The Iranian regime continues to deny its citizens many of the basic freedoms they so rightly deserve. Two prominent Iranian intellectuals were recently barred from leaving Iran for a trip to the United States. Hashem Aghajari, a history professor at Tarbiat Modarres University in Tehran, was scheduled to give a lecture on democracy and religion at the Massachusetts Institute of Technology in early February. He was to be accompanied by well-known Iranian student leader, Abdollah Momeni.
A disabled veteran of the Iran-Iraq war, Mr. Aghajari was sentenced to death for apostasy after giving a speech in Iran in 2002. In the speech, Mr. Aghajari warned his countrymen against blindly following a fundamentalist vision of Islam. He served almost two years in prison before the Iranian government, under international pressure, released him. In 2005, Mr. Momeni was given a five-year suspended sentence for organizing student protests demanding Mr. Aghajari's release.

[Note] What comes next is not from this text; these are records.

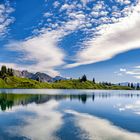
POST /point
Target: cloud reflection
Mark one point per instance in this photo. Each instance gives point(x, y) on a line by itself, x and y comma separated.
point(41, 126)
point(94, 128)
point(134, 107)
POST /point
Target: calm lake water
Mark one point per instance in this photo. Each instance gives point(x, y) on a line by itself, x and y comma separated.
point(69, 115)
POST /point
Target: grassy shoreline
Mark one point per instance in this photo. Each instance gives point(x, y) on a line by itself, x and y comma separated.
point(24, 83)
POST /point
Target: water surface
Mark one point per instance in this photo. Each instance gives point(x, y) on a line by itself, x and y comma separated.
point(69, 115)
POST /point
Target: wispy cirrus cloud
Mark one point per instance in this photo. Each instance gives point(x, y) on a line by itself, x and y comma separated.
point(112, 39)
point(5, 19)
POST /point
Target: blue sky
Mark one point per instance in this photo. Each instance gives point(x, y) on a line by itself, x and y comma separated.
point(99, 38)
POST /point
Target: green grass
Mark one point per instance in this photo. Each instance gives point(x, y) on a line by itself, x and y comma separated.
point(16, 82)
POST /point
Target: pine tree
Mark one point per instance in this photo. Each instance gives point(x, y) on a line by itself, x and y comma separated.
point(93, 80)
point(137, 86)
point(84, 78)
point(3, 70)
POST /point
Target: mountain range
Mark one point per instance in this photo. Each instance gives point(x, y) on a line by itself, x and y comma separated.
point(42, 77)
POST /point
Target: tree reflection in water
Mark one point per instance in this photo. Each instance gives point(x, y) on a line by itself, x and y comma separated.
point(9, 100)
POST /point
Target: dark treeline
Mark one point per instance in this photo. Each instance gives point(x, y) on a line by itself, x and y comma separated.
point(5, 72)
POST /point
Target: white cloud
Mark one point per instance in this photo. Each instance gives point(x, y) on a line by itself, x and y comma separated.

Recently, three female Iranian on-line journalists were also barred by the government from traveling outside Iran. In an interview with Radio Farda, Mr. Momeni said that the Iranian government is seeking "to isolate intellectuals and civil society activist inside the society and to cut their ties with the outside world."
These examples clearly illustrate the United States' deep concern for the welfare of the people of Iran. That is why President Bush has said the Iranian regime is causing the Iranian people to suffer "deprivation" of their most fundamental rights and keeping them, despite their "great tradition," from being "able to realize their full potential."